It is known that in crystalline-induced AKI, a rapid and diffuse crystallization contribute to kidney injury in several ways, including crystal-induced cytotoxicity triggers inflammation (Mulay and Anders, 2017). However, the mechanisms involved in these processes have not been elucidated. Considering the macrophage phenotypes, it is well described that pro-inflammatory M1 macrophage releases cytokines such as IL-1, IL-6, TNF-α, and MCP-1, which in turn promotes macrophage recruitment and activation during kidney injury (Kanda et al., 2006; Ricardo et al., 2008; Tesch, 2008; Dias et al., 2017). In addition to activating macrophages, IL-1β can also activate NFkappaB p65 (Shi and Berger, 2018). Activated NFkappaB p65 exacerbate the transcription of inflammatory mediators such IL-1β and MCP-1 (Anders, 2016). In contrast, M2 macrophages seems to be anti-inflammatory and profibrotic, secreting IL-10, fibronectin, TGF-β and other ECM proteins, triggering the accumulation of myofibroblasts that express smooth muscle α-actin (αSMA) (Tang et al., 2019). Consistent with these findings, our results revealed that crystalline-induced AKI resulted in an increased expression of interstitial CD68, a macrophages marker, MCP-1, IL-1β and NFkappaB mRNA, suggesting a relevant signal crosstalk between inflammatory response and cellular injury. In addition to inflammatory condition, we found profibrotic signal, highlighting the contribution of both macrophage subtypes in crystalline-induced AKI.

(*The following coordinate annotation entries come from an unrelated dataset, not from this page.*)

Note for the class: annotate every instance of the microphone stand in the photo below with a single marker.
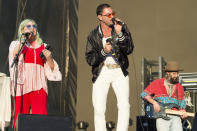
(15, 61)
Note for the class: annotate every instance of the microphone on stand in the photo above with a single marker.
(117, 21)
(26, 34)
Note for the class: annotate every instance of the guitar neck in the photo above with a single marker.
(169, 111)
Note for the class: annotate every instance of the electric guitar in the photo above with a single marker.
(164, 110)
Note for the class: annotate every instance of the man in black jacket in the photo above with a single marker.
(106, 51)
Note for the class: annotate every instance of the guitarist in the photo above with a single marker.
(167, 90)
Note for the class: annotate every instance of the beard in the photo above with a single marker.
(174, 80)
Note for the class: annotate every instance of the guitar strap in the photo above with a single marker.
(177, 96)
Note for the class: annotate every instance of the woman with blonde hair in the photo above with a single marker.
(30, 90)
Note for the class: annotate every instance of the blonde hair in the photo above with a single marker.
(23, 24)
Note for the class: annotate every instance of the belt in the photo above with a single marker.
(112, 66)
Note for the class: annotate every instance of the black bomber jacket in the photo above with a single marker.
(95, 55)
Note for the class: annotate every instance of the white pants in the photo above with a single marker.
(120, 85)
(174, 124)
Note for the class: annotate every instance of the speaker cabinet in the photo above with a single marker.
(30, 122)
(145, 124)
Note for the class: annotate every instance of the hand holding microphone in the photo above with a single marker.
(117, 25)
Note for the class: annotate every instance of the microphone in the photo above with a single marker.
(26, 34)
(118, 22)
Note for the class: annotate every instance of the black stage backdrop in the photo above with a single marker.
(58, 26)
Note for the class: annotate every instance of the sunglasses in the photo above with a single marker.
(110, 15)
(33, 26)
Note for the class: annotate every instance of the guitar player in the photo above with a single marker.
(167, 90)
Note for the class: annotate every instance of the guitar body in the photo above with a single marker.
(149, 110)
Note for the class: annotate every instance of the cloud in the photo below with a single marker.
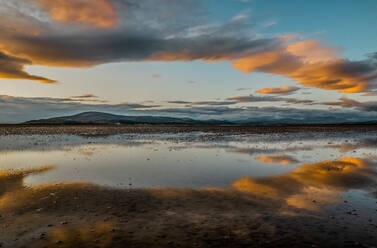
(372, 93)
(83, 96)
(173, 31)
(314, 65)
(99, 13)
(13, 68)
(252, 98)
(208, 103)
(281, 91)
(345, 102)
(281, 159)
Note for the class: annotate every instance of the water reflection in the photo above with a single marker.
(312, 186)
(211, 194)
(281, 159)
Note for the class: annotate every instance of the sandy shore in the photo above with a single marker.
(141, 129)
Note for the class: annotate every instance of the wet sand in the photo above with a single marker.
(145, 129)
(81, 215)
(251, 213)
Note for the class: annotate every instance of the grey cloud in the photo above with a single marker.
(13, 67)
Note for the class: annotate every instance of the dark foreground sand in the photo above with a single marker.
(84, 215)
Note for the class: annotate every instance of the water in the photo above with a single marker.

Future Perspective and Directions for Research

It is now becoming clear that in crystalline-induced AKI, inflammatory factors contribute to renal pathology, including a possible crosstalk between tubulointerstitial compartment and the glomerulus. However, considering the acute condition of the current study, we cannot confirm all biological events related to glomerular injury. On the other hand, our data are relevant and open perspectives for understanding of the crystalline-induced CKD. A deeper knowledge about the temporal events in the kidney will certainly provide a better understanding of crystalline nephropathies.

Conclusion

Renal pathology is the result of different cellular programming pathways, whose responses involve risks that depend on the host defense and tissue repair upon injuries. Taken together, our results suggest that acute crystalline nephropathy induces glomerular injury with a loss of podocyte viability in addition to strong tubulointerstitial injury. Thus, we believe that our findings will contribute to understanding of crystal biology and help to improve patient outcomes by defining novel cellular and molecular targets to limit nephron loss and to maintain renal function.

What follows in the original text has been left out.